Notwendig für sämtliche in Betracht kommende Schätzverfahren zum "Lifetime Expected Credit Loss" (LECL) sind - in sogar deutlich größerem Umfang und Detail verglichen zur traditionellen Risikoeinschätzung - Kreditnehmerdaten, welche in Sachen Umfang, Sichtweise und Detail grundsätzlich über die in bisherigen Bewertungssystemen genutzten Informationen hinausgehen sollten. Letztlich scheint nämlich nur darüber eine adäquate Bewertung gemäß dem Standard möglich.

Keine nennenswerten Hindernisse für Schufa-Abfragen zu erwarten

Zunächst ist festzustellen, dass sowohl die alte Fassung, dort §§ 28a, 28b, sowie 29 BDSG a.F. als auch die neue Fassung des BDSG, §§ 30 und 31 BDSG n.F. die Datenverarbeitung durch Auskunfteien explizit zulassen. Dabei war in der bisherigen Fassung des BDSG für die Datenerhebung regelmäßig eine Einwilligung des Betroffenen nötig, was gemäß Art. 6 I a DSGVO auch weiterhin so gilt.

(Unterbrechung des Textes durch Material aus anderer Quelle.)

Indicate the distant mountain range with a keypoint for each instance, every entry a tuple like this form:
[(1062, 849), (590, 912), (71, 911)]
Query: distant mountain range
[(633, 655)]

Das bisherige Erfordernis einer Einwilligung zur Datenverarbeitung könnte jedoch durch Art. 6 I f DSGVO gravierend an Bedeutung verlieren. Demnach ist für die Zulässigkeit der Verarbeitung von Daten auch bereits die Wahrung von berechtigten Interessen des Verantwortlichen oder Dritter ausreichend. Zwar enthält dieser Absatz keine konkreten Abwägungskriterien für Interessen in spezifischen Bereichen, jedoch kann festgestellt werden, dass die Interessenabwägung im Bereich der datenschutzrechtlichen Regelungen zum Auskunfteiwesen bereits in § 28a, § 29 I Nr.1 und § 29 II BDSG a.F. von zentraler Bedeutung war. Insbesondere war dort die Speicherung von Daten durch Auskunfteien, als auch die Übermittlung dieser Daten an Dritte geregelt.

Die dabei getroffenen Argumentationen und Kriterien zur Interessenabwägung bei der Datenverarbeitung durch Auskunfteien können auch im Rahmen von Art. 6 I f DSGVO entsprechend Anwendung finden und dabei regelmäßig zugunsten der Auskunfteien ausfallen. Demnach ist mit keinen nennenswerten Hindernissen für den weiteren Betrieb der Schufa in gewohnter Form auszugehen.1)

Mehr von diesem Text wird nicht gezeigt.